Pikworo Slave Camp: Transit Centre for chained Africans

For many, Paga, the capital of the Kassena-Nankana West District of the Upper East Region is known as a tourist destination in Ghana because it is blessed with friendly Crocodiles with ancestral connection.
But, the history of the people Paga, Ghana and Africa cannot be told in total without the Pikworo Slave Camp at Nania community, about three kilomtres West of Paga.

Pikworo, in the Kassem dialect means a place of rocks and Nania means a place of cattle. The names depicted the abundance of rocks in a very thick forest in the area around the 1700s.

The Pikworo Slave Camp was founded in 1704 as a transit centre, where slaves were kept in shackles, auctioned and later resold in the Salaga Slave Market after trekking about 150kilometres to the South.
They were then moved onto the Coast for shipment to French, English and Dutch slave traders.

History has it that Pikworo was a thick forest with rocks until one day in the 16th century, a man named Baggaw, came from nowhere and asked the natives of the community for a place to settle.

The community members, after several trials to ascertain the origin of the man who kept on changing his identity and lying to them, gave him the name, “Daggaw” which in Kassem simply means, “bushman”, to depict that the man came from the bush.

The natives also accepted him for who he was because they thought that the man was running away from danger due to the volatile nature at the time with slave trading at the peak in Burkina Faso and Mali.

In that era lands were given out for free, so the natives gave Daggaw a piece of land to settle and farm and treated him like a brother and friend but never knew he had other intentions.

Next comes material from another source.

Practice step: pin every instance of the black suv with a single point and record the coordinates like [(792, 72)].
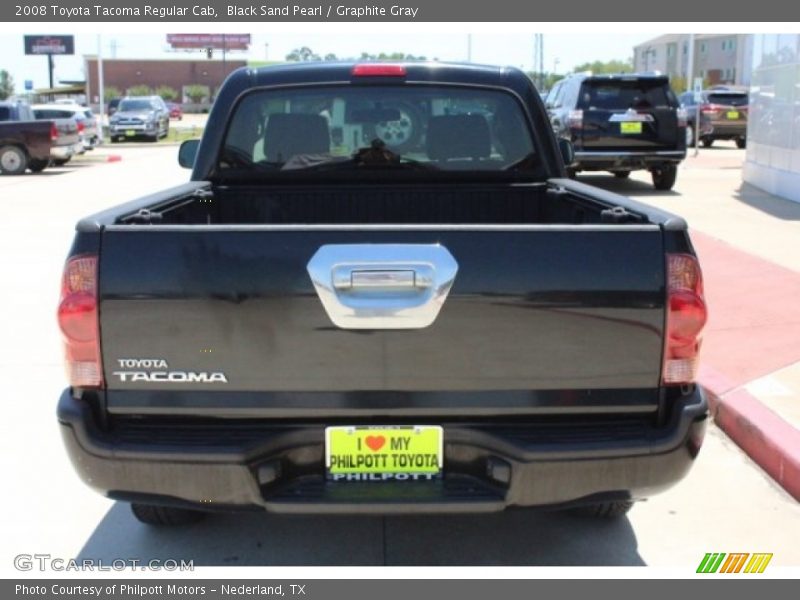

After settling well into the community, Daggaw, who could speak multiple languages developed a plan by visiting the houses of the community, convincing the households that he had a link at the Coast with the Whites that he could link their young energetic sons and daughters to travel and work with the Whites to enable earn well and come back to take good care of their families.

He used items like mirrors, hard drinks, gun powder, salt and things that were not common in the community at the time just to convince them and out of ignorance, they bought into his words and handed over their energetic sons and daughters to him.

Holding place
These people were camped at Pikworo, which eventually became a holding place for slaves. There was no shelter and they were chained and shackled against trees and had their freedom curtailed.

The slaves would trek several kilometres from Nania to the Salaga Slave market in the Savannah Region and proceeded to Asin-Manso and to the Elmina Castle to be transported to Europe via ship.

When the community realised that Daggaw was deceiving them, they rose against him, and perceiving the threat, he decided to invite his two friends, Samori Ture and Babatu from Burkina Faso and Mali respectively who were experts in slave trading in their countries.

They recruited people and armed them with weapons to forcefully capture the people.

The reason for using the place as a camp was that the rocks provided certain basic things for the slave traders such as spring water which was used for drinking and cooking.

The slaves were made to carve bowl-like holes in the rocks to serve as bowls for food to be served for them, grinding stones for the grinding of flour and other items to prepare food were also created by the slaves on the direction of their slave master.

Some rocks in the area generated different sounds when hit with stones and the rocks were used to provide source of entertainment in the evening for the slaves to relieve them of the torture experienced during the day.
Punishment rock and cemetery

Some rocks served as meeting places, where the slaves met every morning and evening for briefings from their masters. The highest rock point served as a watch tower against slave raiders.

Slaves who tried to escape or disobeyed their masters were made to sit on a rock called, “the punishment rock” with their hands tied at the back, legs chained against the rock and made to watch the sun from sunrise to sunset. Some became blind in the process.

Those who could not withstand the punishment died and were buried in the cemetery created in the area in local and traditionally made tombs.

According to Mr Eric Kandwe, a Tourist Tour Guard at the Pikworo Slave Camp, slave trade in the area was abolished in 1762 when Samori Ture and Babatu were killed by the Paramount Chief of Sandema in the Builsa Municipality, when they attempted to capture some energetic young people as slaves, but the Daggaw was able to escape and until date, no one knows what happened to him.

Despite the huge tourism potentials that could create jobs and rake in revenue for the government, not much has been done over the years to develop the area to attract the needed tourists.

Mr Henry Yeledour, the Upper East Regional Director, Ghana Tourism Authority, on the occasion of the World Tourism Day, told the Ghana News Agency that the Pikworo Slave Camp was one of the most attractive tourist sites in the country.

He said it was regrettable that it had been left underdeveloped over the years to take advantage of the proximity of the border to attract tourist.

However, he said, government had constructed a modern administration block and waiting area at the Pikworo Slave Camp and was in the process of constructing washrooms, summer huts and a peripheral wall as part of enhancement processes.

He said roads leading to the Pikworo Slave Camp and other tourist sites in the area such as the Zenga Crocodile pond were deplorable and called on stakeholders to invest strategically to develop domestic tourism.